An improved rotor compressor, particularly a screw-type compressor, for compressing a gas is disclosed. The compressor is provided with a housing having an annular drain space surrounding rotor shafts at a location between each shaft bearing and the working space for removing escaping lubricant and gas. The drain space is connected through a drain passage to a closed collecting chamber which is substantially under the intake pressure of the compressor. A return passage is provided for returning gas to at least one of the intake and the working space of the compressor and for returning lubricant to a lubrication circuit.

Description

FIELD AND BACKGROUND OF THE INVENTION

This invention relates to compressors in general and, in particular, to an improved screw-type compressor having a lubrication system for supplying lubricant to and draining it from shaft bearings, with each rotor shaft being surrounded, at a location between the shaft bearing and the working space of the compressor rotor, by an annular drain space for removing the escaping lubricant and gas, and by a packing which seals the shaft.

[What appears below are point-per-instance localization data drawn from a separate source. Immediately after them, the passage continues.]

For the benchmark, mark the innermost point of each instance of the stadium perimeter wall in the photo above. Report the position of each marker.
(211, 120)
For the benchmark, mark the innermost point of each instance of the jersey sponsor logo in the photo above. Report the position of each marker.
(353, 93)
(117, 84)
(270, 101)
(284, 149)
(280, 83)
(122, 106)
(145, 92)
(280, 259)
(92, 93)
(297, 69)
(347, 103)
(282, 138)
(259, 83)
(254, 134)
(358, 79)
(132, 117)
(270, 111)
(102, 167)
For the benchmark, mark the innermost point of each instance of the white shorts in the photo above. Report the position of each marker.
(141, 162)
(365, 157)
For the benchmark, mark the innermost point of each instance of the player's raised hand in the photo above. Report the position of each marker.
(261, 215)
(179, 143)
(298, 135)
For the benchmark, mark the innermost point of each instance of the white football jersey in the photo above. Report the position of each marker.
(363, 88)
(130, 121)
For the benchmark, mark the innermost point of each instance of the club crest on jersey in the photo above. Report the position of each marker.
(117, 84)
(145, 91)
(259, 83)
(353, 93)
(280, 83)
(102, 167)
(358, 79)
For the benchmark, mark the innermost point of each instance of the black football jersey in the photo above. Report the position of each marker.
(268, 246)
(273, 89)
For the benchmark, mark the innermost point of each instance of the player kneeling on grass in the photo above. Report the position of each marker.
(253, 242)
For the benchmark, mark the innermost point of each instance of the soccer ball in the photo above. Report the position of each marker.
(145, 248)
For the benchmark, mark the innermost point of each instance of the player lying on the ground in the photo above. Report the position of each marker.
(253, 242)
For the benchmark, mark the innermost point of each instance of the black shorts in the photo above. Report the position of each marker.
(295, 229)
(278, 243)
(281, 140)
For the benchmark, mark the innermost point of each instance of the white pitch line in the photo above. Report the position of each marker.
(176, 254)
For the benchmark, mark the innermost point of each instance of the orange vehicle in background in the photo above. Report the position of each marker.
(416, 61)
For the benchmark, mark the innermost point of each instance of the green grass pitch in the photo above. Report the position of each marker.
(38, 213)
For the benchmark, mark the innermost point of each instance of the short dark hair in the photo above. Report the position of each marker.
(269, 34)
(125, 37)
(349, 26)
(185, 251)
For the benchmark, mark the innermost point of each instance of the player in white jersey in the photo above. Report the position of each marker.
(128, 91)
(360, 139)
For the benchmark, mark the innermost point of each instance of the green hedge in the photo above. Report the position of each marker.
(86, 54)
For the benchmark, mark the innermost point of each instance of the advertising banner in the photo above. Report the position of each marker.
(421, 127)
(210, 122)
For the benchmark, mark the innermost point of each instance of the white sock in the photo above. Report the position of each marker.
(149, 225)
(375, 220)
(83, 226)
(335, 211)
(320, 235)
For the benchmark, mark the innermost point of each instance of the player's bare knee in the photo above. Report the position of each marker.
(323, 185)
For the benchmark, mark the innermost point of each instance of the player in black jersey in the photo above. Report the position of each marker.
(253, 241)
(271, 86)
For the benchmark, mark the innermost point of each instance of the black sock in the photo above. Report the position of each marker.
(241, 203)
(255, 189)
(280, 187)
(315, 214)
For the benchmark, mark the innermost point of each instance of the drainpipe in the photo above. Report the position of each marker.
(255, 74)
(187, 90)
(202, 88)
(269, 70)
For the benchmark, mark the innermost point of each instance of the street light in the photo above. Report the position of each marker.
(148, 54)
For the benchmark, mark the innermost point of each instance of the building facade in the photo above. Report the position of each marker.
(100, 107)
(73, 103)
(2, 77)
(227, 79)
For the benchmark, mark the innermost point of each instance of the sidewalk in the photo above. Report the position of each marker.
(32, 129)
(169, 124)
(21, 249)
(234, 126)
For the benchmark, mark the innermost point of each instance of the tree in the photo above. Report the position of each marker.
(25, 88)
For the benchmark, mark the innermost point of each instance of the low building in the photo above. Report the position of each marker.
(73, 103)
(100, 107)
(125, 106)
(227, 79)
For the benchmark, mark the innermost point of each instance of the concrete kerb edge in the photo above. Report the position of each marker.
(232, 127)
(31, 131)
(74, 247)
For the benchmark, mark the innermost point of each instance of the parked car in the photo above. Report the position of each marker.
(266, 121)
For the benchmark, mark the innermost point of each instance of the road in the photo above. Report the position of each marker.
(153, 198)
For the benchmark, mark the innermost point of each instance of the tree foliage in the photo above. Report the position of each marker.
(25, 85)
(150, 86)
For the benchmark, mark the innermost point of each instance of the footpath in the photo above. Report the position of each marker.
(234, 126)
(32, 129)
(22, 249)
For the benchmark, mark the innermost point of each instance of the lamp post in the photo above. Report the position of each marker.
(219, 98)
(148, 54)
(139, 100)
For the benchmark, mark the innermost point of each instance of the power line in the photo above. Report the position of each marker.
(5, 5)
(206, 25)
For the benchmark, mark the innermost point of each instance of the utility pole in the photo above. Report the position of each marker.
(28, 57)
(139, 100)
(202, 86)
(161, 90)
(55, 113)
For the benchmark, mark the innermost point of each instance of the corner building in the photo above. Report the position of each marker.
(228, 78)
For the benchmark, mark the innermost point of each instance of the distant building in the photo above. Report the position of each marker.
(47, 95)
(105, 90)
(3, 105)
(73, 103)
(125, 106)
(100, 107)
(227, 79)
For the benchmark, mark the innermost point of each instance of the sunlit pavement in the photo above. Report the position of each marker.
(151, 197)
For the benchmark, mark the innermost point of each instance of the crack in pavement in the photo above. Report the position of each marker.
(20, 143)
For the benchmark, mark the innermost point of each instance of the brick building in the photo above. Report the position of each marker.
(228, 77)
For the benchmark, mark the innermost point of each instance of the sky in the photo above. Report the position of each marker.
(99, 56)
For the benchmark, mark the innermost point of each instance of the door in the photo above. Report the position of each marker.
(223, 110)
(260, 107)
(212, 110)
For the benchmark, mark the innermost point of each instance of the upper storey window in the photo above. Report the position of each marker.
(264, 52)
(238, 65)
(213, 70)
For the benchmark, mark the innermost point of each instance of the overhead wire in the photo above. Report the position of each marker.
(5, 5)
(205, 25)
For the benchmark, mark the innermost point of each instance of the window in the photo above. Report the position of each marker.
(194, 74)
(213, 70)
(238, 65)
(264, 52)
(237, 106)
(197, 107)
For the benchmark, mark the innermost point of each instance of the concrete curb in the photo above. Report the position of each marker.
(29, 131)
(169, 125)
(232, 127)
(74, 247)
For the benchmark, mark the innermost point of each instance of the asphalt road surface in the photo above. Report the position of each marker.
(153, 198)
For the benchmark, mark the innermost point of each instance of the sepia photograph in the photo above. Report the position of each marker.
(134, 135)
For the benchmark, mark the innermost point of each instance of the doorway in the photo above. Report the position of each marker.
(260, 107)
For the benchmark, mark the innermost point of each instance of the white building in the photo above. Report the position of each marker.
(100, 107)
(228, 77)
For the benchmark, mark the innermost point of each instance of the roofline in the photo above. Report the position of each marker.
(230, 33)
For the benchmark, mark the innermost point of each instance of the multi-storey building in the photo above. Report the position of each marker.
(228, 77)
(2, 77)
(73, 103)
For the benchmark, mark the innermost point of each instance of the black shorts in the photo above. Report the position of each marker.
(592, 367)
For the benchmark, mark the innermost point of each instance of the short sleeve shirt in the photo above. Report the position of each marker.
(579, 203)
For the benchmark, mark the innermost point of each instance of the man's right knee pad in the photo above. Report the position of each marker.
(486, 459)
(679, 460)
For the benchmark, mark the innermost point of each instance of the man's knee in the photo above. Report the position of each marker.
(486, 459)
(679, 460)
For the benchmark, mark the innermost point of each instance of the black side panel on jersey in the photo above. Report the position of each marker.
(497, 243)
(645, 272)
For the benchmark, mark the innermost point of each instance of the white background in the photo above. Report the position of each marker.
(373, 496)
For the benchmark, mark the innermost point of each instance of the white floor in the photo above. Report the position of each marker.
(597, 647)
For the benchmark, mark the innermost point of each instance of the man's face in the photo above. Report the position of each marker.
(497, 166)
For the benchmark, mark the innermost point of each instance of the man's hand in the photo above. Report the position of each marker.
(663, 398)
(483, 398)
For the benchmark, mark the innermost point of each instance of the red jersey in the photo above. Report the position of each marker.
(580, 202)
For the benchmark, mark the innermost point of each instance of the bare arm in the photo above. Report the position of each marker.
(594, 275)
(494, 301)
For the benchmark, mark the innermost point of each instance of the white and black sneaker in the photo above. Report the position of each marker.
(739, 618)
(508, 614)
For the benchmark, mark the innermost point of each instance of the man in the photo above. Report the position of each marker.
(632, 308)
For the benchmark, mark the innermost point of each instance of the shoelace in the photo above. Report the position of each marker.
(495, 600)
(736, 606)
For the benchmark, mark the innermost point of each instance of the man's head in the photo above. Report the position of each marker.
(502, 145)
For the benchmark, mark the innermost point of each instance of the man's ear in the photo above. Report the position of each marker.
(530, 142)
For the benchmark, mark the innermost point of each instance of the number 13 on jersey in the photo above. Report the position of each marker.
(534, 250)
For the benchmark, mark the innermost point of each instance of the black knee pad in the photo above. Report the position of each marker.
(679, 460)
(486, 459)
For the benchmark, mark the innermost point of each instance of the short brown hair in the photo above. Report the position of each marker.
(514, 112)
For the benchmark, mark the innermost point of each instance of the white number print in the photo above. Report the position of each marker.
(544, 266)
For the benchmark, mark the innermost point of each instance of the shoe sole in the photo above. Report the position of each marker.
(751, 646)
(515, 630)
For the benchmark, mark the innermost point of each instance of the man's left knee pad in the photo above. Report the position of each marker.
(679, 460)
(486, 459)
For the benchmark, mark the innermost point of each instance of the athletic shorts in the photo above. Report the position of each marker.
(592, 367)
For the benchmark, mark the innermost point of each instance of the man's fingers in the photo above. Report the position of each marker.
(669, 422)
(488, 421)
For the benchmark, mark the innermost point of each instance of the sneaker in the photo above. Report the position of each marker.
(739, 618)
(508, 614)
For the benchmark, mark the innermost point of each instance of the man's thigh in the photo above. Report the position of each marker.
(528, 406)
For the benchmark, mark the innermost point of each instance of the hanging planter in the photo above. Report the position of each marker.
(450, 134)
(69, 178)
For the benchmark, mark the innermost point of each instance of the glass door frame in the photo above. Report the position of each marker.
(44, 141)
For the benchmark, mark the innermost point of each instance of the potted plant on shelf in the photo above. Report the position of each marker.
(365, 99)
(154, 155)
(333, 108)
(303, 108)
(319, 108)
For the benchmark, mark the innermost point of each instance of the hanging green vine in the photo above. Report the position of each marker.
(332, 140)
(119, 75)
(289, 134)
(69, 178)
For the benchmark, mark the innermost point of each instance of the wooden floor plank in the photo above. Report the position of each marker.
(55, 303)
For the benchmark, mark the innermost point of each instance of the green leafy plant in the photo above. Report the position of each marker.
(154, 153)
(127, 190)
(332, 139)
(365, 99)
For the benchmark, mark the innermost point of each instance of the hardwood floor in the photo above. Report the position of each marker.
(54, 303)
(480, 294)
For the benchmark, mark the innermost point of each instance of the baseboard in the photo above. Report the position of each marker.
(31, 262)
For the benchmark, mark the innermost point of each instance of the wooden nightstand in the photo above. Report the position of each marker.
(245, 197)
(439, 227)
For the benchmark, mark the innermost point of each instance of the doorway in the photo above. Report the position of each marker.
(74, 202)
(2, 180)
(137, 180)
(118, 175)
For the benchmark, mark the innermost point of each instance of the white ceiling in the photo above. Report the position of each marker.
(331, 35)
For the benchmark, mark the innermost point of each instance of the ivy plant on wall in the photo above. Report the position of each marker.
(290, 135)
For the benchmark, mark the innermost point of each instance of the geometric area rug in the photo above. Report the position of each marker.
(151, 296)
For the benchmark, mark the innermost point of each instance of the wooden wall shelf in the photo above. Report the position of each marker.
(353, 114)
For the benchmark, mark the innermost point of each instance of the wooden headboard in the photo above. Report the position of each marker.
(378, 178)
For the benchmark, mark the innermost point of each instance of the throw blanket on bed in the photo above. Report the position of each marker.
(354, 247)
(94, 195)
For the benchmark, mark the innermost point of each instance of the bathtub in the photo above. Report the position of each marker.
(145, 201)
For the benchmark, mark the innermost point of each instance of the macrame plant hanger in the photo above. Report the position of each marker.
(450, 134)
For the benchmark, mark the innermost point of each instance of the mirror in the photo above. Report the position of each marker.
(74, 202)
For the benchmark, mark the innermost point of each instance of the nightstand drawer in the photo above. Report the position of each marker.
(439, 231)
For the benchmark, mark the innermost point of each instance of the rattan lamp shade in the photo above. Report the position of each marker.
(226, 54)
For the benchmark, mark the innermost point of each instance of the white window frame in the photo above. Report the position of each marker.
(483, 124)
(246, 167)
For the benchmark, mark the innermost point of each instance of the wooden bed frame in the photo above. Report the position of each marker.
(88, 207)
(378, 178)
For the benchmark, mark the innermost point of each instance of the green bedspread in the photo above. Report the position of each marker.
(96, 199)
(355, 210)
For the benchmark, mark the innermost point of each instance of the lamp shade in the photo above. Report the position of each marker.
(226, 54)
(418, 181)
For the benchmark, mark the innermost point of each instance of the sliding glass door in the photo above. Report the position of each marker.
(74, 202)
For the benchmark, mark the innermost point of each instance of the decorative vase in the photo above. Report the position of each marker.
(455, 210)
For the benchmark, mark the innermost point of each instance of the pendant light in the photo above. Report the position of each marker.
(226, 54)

West German Offenlegungschrift No. 24 41 520 discloses a compressor in which the annular drain space forms a part of an expensive packing arrangement of great overall length, intended for taking unfiltered outside air into the working space of the compressor and preventing the lubricant and coolant from escaping from the working space along the shaft. For this purpose, the packing arrangement is composed of further annular spaces, in addition to the drain space, of which one is used as a pressure seal space, that is, pressurized from a compressed gas source, more particularly, from the compressor outlet. The annular drain space is open to the ambient. Thus, the gas passing from the pressure seal space into the drain space is lost. Therefore, such a packing arrangement is usable only if the compressor is enclosed in an airtight manner or if an air pressure shaft is available, because similar losses of another gas, undergoing compression in the compressor, for example, a coolant, would not be acceptable. Even with the compression of air, the losses through the pressure seal chamber must be minimized in order to avoid undue lowering of the efficiency of the compressor. The packing arrangement must, therefore, satisfy high sealing requirements. In practice, this would mean, particularly with higher working pressures of the compressor, the provision of a great overall length of the packing. Packings with a large length, however, require a larger spacing of the bearings which may result in inadmissible deflections and bending stresses in the rotor at relatively small loads.

SUMMARY OF THE INVENTION

The present invention is directed to a compressor of the above-mentioned kind, particularly also usable for compressing coolants, comprising a very simple, inexpensive and space-saving packing arrangement for preventing lubricant and gas from escaping.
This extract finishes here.